OpenStreetMap NextGen Benchmark 1 of 4: Static and unauthenticated requests

“(…) as any other performance numbers of synthetic benchmarks”, not really. Small p values are least impacted by external factors, meaning that if you want to measure absolute CPU performance they would be the most reliable. Big p values are most impacted by external factors, meaning that you would want to use them to measure overall system performance. Because of that, they are mostly meaningful when measured in actual deployment scenario with real requests. It’s very difficult (if possible) to mimic actual system usage during synthetic benchmarks.

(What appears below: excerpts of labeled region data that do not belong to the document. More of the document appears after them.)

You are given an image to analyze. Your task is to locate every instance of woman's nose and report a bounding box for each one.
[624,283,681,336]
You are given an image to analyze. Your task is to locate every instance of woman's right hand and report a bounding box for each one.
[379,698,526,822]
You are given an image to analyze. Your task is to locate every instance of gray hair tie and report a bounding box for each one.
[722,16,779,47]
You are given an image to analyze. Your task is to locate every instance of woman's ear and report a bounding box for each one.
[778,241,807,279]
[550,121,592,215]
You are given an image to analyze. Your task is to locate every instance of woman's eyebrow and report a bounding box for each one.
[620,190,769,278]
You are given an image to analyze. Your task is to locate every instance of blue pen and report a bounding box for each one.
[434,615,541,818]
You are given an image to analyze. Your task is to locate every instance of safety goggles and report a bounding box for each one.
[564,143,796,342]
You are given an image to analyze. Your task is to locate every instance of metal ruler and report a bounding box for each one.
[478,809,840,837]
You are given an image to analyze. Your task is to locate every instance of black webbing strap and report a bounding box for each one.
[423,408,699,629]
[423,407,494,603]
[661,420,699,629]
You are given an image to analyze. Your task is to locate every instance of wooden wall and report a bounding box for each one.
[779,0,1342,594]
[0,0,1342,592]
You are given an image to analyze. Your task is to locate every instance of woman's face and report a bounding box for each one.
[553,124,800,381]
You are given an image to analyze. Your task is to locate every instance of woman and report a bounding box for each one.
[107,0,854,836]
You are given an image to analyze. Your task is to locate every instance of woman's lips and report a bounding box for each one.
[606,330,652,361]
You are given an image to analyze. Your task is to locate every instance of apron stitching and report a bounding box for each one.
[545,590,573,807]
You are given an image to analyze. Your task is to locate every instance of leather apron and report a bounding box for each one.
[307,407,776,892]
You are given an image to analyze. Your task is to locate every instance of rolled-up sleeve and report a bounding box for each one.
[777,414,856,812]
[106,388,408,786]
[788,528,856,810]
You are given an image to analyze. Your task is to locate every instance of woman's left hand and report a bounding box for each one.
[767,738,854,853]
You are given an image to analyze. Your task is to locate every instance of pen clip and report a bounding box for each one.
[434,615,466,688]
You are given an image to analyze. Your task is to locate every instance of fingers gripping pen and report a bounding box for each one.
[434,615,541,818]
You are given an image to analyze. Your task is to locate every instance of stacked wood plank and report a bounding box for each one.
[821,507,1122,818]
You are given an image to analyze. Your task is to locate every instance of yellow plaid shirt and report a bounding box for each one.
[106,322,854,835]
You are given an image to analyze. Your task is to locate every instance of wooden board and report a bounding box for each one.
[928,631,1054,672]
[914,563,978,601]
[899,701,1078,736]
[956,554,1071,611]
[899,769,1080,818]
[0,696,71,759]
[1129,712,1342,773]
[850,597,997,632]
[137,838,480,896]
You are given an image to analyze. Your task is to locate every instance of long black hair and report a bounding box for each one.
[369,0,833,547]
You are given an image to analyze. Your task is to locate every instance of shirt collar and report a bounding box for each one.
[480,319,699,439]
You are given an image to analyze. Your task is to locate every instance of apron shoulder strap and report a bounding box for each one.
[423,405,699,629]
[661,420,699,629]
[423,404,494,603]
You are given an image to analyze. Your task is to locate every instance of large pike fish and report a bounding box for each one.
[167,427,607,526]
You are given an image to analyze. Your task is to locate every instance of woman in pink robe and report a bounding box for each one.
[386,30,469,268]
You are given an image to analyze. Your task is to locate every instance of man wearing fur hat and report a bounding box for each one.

OpenStreetMap NextGen Benchmark 1 of 4: Static and unauthenticated requests

Hey! I believe the p95/99 during synthetic benchmarks would be at best non-informative and at worst misleading. Those numbers are easily impacted by background load and are best if measured during real usage. OpenStreetMap-NG will measure those numbers after deployment on real requests (it includes optional Sentry tracing integration). You will need to wait a little bit more to see them. I don’t know how to get those numbers out of osm-ruby though. As for memory utilization, I agree that it would be nice to see it, but for an average map user, it doesn’t matter. And because of that, it’s not currently on my list of priorities.

OpenStreetMap NextGen Takes Shape! (screenshots)

“We don’t have to agree with every design decision right now, because that can all be tweaked later.” Exactly this! I am trying to optimize my time by implementing the ideas that make the most sense to me from the get-go - as a Proof of Concept for later discussion, rather than coding the website one-to-one and then working on improvements. My goal for this project is to: do first, talk second. 🦀

OpenStreetMap NextGen Takes Shape! (screenshots)

I have gone ahead and investigated the issues today 🙂. I removed the global LD_LIBRARY_PATH override, which is now only applicable to the Python process and nothing else. This should get rid of any potential conflicts you have experienced (you may need to reset your env: rm -r .venv). Regarding the StrEnum issue, this is most likely because FastAPI expects “str, Enum” type instead of the one that is currently used. I will fix it whenever I work on that portion of the code. Nonetheless, I would recommend waiting for the official documentation to avoid unforeseen issues and unnecessary stress — for both of us 😃.